Linux Commando: Using sed to extract lines in a text file

Saturday, March 22, 2008

Using sed to extract lines in a text file

If you write bash scripts a lot, you are bound to run into a situation where you want to extract some lines from a file. Yesterday, I needed to extract the first line of a file, say named somefile.txt.

$ cat somefile.txt
Line 1
Line 2
Line 3
Line 4

This specific task can be easily done with this:

$ head -1 somefile.txt
Line 1

For a more complicated task, like extract the second to third lines of a file. head is inadequate.

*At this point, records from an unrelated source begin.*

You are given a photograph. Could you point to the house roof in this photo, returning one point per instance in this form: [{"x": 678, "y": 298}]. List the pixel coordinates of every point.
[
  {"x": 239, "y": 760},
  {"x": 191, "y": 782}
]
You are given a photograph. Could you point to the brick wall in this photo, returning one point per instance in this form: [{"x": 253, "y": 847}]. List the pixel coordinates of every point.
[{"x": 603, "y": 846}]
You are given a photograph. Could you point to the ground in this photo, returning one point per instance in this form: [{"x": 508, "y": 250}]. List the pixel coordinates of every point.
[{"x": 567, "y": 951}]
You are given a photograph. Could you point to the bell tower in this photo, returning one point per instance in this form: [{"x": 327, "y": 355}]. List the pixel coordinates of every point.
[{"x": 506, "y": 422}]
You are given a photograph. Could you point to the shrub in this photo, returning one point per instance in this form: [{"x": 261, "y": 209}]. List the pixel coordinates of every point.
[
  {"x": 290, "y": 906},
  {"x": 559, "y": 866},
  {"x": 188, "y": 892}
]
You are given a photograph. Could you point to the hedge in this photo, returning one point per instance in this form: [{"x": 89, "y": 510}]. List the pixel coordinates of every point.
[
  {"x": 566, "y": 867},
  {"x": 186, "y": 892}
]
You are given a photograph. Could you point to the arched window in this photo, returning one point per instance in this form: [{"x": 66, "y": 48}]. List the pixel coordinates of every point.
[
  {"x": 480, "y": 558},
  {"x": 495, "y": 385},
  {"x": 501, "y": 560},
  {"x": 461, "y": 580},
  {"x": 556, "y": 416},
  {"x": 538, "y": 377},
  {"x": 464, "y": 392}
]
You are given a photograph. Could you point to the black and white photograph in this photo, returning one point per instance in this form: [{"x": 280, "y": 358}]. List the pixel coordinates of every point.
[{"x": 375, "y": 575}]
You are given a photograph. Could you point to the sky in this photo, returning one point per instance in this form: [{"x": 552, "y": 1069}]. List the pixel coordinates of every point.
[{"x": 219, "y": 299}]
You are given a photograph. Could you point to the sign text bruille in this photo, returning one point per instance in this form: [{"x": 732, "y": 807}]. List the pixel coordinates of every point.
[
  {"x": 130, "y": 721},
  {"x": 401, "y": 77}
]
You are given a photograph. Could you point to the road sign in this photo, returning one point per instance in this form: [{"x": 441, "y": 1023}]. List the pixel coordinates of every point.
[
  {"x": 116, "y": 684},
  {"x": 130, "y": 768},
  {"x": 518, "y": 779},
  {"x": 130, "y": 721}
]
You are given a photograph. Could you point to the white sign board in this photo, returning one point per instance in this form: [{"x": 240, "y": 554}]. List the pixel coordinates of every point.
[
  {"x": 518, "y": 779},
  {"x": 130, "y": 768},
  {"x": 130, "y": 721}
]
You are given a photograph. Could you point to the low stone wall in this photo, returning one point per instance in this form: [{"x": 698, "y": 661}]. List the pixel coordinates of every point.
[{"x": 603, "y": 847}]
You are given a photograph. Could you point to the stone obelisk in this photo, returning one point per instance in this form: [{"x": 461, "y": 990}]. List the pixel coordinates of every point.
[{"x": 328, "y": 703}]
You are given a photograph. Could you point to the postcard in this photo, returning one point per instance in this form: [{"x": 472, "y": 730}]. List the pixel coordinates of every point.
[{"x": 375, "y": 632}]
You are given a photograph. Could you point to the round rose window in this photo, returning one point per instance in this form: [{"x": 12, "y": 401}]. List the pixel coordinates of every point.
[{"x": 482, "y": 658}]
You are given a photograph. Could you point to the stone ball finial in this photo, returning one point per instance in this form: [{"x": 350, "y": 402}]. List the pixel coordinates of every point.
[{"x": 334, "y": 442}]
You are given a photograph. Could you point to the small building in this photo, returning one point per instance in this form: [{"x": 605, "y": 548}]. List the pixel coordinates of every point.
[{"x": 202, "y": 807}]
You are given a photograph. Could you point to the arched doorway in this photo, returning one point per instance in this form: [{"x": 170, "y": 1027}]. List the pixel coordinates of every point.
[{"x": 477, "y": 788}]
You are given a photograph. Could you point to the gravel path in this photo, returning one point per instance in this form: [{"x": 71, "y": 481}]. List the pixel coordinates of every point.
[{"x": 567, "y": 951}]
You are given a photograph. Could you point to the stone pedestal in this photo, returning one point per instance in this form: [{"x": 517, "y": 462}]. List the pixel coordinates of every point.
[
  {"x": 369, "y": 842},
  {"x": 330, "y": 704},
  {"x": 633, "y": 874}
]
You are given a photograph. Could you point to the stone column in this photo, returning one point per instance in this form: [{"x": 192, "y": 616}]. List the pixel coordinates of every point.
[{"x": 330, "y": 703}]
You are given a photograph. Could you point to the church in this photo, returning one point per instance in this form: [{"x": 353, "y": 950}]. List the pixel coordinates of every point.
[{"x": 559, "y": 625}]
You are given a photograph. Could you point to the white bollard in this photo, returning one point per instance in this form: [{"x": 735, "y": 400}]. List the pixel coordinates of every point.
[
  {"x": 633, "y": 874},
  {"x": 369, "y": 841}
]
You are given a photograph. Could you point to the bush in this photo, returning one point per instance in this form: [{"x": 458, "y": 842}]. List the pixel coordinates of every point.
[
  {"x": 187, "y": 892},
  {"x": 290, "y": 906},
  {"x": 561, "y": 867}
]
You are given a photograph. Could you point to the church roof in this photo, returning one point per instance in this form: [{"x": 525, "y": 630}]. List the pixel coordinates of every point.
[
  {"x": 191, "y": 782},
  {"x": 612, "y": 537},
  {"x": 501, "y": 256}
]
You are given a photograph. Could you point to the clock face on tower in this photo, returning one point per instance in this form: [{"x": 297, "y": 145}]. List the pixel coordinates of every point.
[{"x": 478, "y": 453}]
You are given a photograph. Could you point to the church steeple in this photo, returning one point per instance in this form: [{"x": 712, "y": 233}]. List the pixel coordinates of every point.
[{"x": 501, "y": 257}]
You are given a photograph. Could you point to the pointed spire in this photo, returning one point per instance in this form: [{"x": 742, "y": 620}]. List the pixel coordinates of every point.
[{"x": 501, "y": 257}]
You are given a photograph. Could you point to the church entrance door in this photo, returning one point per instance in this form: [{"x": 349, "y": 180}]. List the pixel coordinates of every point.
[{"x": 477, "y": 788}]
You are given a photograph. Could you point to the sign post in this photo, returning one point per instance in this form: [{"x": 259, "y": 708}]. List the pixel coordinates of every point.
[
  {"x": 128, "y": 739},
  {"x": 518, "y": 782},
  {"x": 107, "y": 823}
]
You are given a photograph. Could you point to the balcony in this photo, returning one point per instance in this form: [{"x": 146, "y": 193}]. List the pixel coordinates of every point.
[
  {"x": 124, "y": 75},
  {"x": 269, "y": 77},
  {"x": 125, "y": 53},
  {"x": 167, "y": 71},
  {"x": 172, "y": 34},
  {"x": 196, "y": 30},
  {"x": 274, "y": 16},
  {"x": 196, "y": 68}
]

So, let's try extracting lines using sed: the stream editor.

My first attempt uses the p sed command (for print):

$ sed 1p somefile.txt
Line 1
Line 1
Line 2
Line 3
Line 4

Note that it prints the whole file, with the first line printed twice. Why? The default output behavior is to print every line of the input file stream. The explicit 1p command just tells it to print the first line .... again.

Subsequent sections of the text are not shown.